Stan VanDerBeek / 1927–1984 / USA

 

The 5th Ural Biennial Main Project features the work:
«Moirage» (video, 1967)
Produced with Gerald Oster, soundtrack by Paul Motion
Courtesy of the artist’s estate

Stan VanDerBeek, an influential pioneer of experimental filmmaking and expanded cinema, sought, in his own words, “the marriage between art and life… art and technology… art and its future” (1967). Through experimentations with computer-generated images, projection systems, and immersive cinema, VanDerBeek materialized his futuristic visions.

VanDerBeek’s Moirage (1967) is a study of the optical phenomenon “moiré effect,” a term coined by scientist Gerald Oster. The artwork shows a series of animated “moiré patterns” that generate the said phenomenon, while music by Paul Motion enhances the work’s psychedelic and oddly meditative qualities. The “moiré effect”—shifting patterns that could suggest volumes, produced when two simple, flat patterns in motion are superimposed—parallels the artist’s own efforts to “superimpose” art, technology, and humanity in anticipation of a higher dimension: the digital future. The artist’s motivating belief that the artist must “make use of the force of art… find ways to unite technology and the human condition,” as he wrote in his 1966 essay “Re: Vision,” reflects ideological trends that informed the ’60s countercultural movements–trends often founded on a newfound faith in collective power to transform the present and shape the future.
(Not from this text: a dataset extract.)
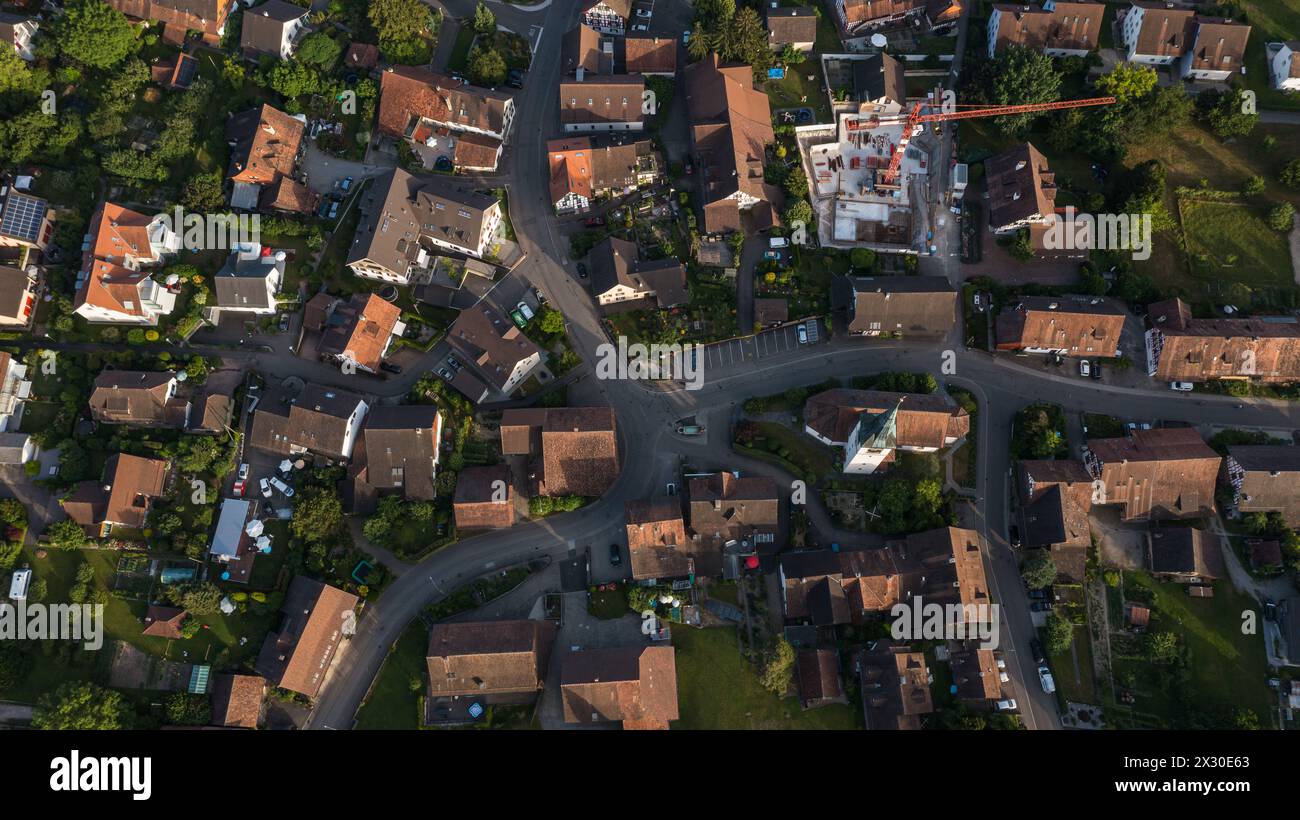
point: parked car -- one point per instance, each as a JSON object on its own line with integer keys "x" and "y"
{"x": 1045, "y": 680}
The artist’s positive employment of technology and optimistic prospects contrast with the disillusionment towards technology that is prevalent today, inviting nuanced questions such as: How has our relationship with technologies changed? What prompts shifts in our attitudes towards the future(s)? And what does it mean to examine the optimism of the psychedelic era?